Are some families’ kids worth more than others’ kids? An innocuous question with, for most of us, an obvious answer. Yet if he were asked it in the House of Commons, Finance Minister Paul Martin might sense a setup and sidestep it. On the assumption that what you do means more than what you say, his instincts would be sound: the earnings status and income level of parents produce enormous differences in the amount Ottawa allows families with children to exempt from tax. 

This is a good basis for comparison since parents have an obligation to care for their children. The minimum money needed for this purpose should be excluded from tax for all families. Currently it is not. 

Consider two families, one with two income earners and the other with one, and both having two children aged three and five. 

Dual-earner families have high incomes: three-quarters of the top 40 per cent of families ranked by income, but only a quarter of the bottom 20 per cent, are dual earners, and their average family income is $71,100. With this average, they could exempt $14,000 from tax as a result of the child-care deduction and approximately $500 due to the refundable child tax benefit (the value of the child benefit received divided by the couple’s marginal tax rate) for a total of $14,500. 

Most families with a single breadwinner, on the other hand, earn low incomes — there are twice as many of them in the bottom 40 per cent as in the top 40 per cent of families ranked by income, and their average income is $52,500. At that level, they can exempt about $1,000 from tax due to the child tax benefit, or $13,500 less than the average, higher-earning, dual-income family can exempt. 

Statistics Canada’s large-city “low income cut-off” (LICO) for a family of four is $32,000. How do these two families’ tax burdens compare at that level? 

The dual-earner family (with two equal incomes) would be able to exempt about $2,200 as a result of the child tax benefit, $150 from the child portion of the refundable goods and services tax (GST) credit, and up to $14,000 for child-care expenses. As the family is unlikely to spend this much on child care, a more realistic amount would be half that, or $7,000. 

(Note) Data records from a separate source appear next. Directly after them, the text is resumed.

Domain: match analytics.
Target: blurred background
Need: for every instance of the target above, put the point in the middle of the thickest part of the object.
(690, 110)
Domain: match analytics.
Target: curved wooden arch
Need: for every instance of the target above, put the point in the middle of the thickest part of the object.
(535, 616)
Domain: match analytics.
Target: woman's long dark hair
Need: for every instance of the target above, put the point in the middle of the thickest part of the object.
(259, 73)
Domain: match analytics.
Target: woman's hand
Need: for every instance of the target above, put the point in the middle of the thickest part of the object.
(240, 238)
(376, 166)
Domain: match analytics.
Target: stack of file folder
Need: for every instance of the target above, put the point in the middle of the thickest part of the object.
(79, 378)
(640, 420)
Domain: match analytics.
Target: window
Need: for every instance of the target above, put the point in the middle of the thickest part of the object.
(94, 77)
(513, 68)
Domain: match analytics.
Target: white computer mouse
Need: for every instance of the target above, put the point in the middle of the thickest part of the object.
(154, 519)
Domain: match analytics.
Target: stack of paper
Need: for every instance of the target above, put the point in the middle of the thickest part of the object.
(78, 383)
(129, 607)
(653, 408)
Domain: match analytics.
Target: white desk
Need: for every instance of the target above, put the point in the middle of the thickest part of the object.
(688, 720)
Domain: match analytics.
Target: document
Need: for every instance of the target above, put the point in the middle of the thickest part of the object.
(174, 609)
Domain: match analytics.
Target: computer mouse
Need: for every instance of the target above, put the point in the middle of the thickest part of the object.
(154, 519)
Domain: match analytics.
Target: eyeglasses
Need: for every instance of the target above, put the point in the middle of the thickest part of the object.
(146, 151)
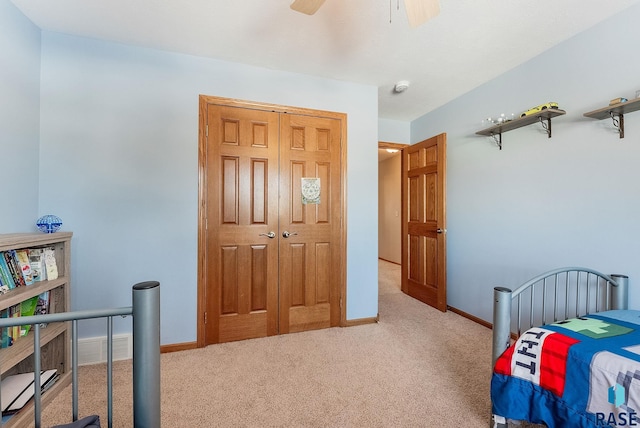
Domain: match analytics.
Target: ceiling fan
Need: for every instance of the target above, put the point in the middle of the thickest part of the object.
(418, 11)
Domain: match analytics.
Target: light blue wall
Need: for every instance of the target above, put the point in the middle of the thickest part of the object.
(543, 203)
(119, 147)
(394, 131)
(19, 119)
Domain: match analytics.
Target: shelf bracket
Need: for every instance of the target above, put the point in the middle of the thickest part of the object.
(618, 123)
(498, 140)
(546, 126)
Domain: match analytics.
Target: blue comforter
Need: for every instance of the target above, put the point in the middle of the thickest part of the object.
(583, 372)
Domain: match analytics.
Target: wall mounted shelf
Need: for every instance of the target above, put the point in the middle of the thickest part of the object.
(616, 110)
(544, 117)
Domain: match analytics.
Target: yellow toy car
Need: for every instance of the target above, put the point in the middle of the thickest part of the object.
(539, 108)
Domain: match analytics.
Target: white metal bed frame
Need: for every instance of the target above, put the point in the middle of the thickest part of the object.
(551, 297)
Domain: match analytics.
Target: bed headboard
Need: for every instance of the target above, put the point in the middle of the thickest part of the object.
(551, 297)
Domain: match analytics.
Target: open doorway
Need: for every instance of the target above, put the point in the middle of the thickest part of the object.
(389, 217)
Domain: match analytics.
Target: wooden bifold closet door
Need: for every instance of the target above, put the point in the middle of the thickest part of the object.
(272, 262)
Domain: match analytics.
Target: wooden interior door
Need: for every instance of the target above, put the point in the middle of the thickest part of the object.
(424, 238)
(241, 223)
(269, 263)
(310, 250)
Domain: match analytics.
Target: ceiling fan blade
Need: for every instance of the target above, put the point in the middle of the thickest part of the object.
(307, 6)
(420, 11)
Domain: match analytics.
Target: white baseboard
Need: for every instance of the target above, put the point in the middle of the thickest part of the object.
(93, 350)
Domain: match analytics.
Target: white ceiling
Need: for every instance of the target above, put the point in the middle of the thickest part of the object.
(364, 41)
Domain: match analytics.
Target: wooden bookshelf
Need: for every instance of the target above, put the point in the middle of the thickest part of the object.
(55, 337)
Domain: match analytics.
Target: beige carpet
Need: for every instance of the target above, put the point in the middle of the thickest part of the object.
(417, 367)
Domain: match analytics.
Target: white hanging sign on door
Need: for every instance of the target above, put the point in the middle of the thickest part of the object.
(310, 190)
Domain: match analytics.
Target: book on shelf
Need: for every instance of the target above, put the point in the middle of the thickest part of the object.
(12, 262)
(36, 261)
(50, 263)
(28, 308)
(19, 389)
(25, 266)
(7, 279)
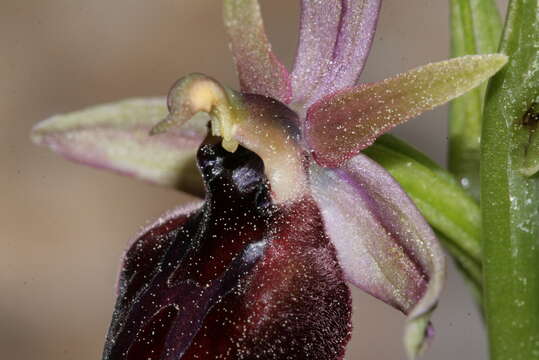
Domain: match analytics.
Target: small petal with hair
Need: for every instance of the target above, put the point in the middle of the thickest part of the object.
(259, 70)
(384, 245)
(115, 136)
(335, 39)
(340, 125)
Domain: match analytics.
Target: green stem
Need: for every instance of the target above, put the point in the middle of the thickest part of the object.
(510, 199)
(475, 28)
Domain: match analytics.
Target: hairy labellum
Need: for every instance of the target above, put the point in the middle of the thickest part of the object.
(235, 279)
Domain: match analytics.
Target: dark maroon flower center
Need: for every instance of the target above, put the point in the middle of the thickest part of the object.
(239, 278)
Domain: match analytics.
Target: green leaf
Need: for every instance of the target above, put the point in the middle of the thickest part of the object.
(475, 29)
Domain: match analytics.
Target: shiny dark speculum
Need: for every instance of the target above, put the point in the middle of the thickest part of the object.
(235, 279)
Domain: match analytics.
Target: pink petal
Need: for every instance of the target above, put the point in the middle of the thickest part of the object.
(335, 39)
(340, 125)
(116, 137)
(383, 244)
(259, 69)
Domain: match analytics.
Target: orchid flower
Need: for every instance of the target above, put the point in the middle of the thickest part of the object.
(293, 212)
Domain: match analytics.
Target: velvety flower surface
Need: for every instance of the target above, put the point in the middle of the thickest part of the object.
(292, 210)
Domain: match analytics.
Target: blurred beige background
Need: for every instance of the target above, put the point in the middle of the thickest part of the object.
(65, 226)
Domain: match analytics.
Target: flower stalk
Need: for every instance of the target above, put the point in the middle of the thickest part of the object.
(510, 191)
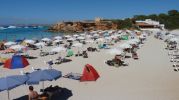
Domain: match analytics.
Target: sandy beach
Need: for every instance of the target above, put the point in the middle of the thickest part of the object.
(149, 78)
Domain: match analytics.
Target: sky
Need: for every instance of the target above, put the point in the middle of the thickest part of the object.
(53, 11)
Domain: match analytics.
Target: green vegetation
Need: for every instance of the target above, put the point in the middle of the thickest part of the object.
(170, 19)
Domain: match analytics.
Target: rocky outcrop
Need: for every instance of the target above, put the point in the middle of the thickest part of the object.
(82, 26)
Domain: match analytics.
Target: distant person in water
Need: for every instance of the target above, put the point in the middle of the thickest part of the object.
(33, 95)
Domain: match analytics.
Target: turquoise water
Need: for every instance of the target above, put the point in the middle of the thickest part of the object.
(12, 34)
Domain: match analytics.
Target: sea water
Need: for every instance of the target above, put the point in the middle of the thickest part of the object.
(16, 33)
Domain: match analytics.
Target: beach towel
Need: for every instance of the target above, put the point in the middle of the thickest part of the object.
(74, 76)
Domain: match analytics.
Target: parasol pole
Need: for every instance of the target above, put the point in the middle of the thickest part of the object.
(8, 94)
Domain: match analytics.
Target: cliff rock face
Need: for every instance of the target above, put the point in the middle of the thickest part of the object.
(82, 26)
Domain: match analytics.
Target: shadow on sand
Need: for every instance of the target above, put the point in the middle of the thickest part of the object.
(63, 95)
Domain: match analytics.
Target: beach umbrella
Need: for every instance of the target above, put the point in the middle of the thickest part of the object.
(125, 46)
(70, 39)
(56, 41)
(58, 37)
(174, 40)
(80, 38)
(18, 47)
(108, 38)
(67, 36)
(75, 35)
(43, 75)
(29, 41)
(77, 45)
(58, 49)
(115, 51)
(82, 34)
(46, 39)
(10, 82)
(100, 40)
(89, 41)
(135, 40)
(9, 43)
(132, 42)
(17, 61)
(88, 36)
(40, 44)
(96, 35)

Thus, the family’s total amount of exempt income comes to $9,350. 

The single-earner family would be able to exempt about $2,100 as a result of the refundable child tax benefit — lower than for the dual-earner family because the taxback on federal refundable credits is based on net (after the child-care expense deduction) rather than gross income. The family receives no GST credit for the same reason. The shortfall for the single-earner family comes to $7,250. 

Ottawa does, then, seem to value some children more than others. A critic of this interpretation might point out that most of the difference is due to child care, which should be viewed as a cost of earning income rather than as evidence of Ottawa’s bias in favour of certain kinds of families. Our rejoinder would be merely to ask whether the disparities between single- and dual-earner families with children need to be so large. Even without child care, kids create big bills, a fact Ottawa ignores. 

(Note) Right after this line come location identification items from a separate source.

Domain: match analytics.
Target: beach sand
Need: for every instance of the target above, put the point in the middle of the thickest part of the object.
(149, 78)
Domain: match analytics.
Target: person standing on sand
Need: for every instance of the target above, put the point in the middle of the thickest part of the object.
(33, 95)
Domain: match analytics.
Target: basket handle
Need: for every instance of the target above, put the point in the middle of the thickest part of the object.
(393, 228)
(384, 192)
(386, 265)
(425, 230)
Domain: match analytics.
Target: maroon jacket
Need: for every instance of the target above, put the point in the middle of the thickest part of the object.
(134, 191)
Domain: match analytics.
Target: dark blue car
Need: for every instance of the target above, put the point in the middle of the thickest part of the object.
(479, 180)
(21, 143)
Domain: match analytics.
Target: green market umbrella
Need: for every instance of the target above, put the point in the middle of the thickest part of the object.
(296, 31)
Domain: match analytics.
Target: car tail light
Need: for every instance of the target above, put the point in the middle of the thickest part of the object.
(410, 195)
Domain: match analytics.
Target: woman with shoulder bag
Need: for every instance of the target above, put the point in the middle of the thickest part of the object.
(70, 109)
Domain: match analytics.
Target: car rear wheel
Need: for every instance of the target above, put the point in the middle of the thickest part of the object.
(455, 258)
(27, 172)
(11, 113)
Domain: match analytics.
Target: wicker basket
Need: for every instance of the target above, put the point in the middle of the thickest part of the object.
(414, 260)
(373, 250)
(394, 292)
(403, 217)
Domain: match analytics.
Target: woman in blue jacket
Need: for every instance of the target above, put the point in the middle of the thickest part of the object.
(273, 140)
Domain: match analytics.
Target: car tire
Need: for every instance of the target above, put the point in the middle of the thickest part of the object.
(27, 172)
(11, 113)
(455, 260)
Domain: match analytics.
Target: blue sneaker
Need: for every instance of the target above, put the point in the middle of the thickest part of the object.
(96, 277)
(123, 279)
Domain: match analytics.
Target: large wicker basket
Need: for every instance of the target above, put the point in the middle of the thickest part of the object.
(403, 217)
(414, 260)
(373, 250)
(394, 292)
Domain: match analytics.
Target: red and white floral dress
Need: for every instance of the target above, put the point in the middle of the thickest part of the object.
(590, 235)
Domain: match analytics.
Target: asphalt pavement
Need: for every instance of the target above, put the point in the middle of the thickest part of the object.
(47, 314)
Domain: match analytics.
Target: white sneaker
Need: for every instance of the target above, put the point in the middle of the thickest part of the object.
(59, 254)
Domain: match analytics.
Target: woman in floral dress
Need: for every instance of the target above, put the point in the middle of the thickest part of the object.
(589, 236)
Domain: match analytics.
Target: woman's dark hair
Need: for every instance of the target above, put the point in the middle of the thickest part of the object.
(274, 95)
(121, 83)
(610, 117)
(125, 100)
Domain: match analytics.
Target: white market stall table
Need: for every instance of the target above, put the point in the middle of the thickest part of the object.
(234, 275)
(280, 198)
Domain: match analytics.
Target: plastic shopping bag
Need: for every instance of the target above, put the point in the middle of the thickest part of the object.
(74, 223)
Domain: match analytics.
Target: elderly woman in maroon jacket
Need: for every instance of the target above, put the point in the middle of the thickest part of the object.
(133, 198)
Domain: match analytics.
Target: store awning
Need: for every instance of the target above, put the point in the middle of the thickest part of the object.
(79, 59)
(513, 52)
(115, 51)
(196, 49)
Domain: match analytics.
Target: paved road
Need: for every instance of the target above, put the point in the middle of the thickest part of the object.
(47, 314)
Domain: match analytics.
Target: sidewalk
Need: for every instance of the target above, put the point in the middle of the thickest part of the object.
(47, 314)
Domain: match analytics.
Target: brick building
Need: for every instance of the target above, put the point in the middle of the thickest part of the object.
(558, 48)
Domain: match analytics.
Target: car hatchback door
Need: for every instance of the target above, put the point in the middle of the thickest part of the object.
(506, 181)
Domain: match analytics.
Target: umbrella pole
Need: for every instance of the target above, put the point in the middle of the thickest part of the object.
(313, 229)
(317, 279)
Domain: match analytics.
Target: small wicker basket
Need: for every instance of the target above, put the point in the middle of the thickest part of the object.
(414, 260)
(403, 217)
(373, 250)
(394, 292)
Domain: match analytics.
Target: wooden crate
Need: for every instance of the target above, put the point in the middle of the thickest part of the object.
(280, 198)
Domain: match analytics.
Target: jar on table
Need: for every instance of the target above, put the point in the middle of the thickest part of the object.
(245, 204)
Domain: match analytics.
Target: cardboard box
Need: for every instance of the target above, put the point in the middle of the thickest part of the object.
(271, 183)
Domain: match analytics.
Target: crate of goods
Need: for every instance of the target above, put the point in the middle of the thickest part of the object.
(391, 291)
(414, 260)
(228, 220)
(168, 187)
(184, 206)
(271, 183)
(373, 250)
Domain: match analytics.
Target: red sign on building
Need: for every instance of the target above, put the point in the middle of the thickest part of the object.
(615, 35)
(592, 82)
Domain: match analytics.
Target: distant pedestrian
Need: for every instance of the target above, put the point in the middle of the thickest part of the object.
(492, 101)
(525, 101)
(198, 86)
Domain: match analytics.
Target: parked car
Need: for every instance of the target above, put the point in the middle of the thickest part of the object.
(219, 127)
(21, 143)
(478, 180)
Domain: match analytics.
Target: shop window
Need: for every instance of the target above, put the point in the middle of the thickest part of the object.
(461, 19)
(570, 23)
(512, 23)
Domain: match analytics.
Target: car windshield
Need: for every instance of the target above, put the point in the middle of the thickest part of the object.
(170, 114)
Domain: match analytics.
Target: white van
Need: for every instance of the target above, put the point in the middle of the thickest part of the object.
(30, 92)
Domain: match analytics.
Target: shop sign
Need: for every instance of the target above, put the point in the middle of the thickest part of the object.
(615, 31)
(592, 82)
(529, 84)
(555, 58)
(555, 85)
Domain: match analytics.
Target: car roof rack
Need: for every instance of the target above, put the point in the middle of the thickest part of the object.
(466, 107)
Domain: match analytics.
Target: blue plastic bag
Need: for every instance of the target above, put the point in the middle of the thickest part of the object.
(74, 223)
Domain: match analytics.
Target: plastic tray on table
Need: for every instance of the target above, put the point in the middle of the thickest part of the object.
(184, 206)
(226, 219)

What if Ottawa were to introduce a $2,000 per child deduction and reduce the maximum child-care deduction by the same amount? These changes would cost the federal treasury about $3 billion. At the middle to upper end of the family-income spectrum, this would reduce the discrepancy between single- and dual-earner families by $4,000. Dual-earner families would see no change — the reduction in child care expense deductions would be offset by the new deductions and single-earner families would exempt two per-child deduction amounts. 

Nearly all the families at the lower end of the family income spectrum would receive an additional $2,000 in tax-free income per child. Our dual-earner family at the LICO level would be unaffected by changes to the child-care deduction since it does not claim the maximum; it would therefore get $4,000 in additional tax-free income. Low-income single-earner families would get a $2,000 deduction for each child. 

This proposal would accomplish at least two things. First, for families with average or higher incomes, the discrepancy in tax-exempt income between single- and dual-earner families with children would fall. Second, it would recognize that the presence of every child should cause the taxable income of the parents to fall by a basic amount — an amount that would not differ across families. 

Are some families’ kids worth more than others’ kids? A new per-child tax deduction would allow the finance minister to give this question the straight answer it deserves.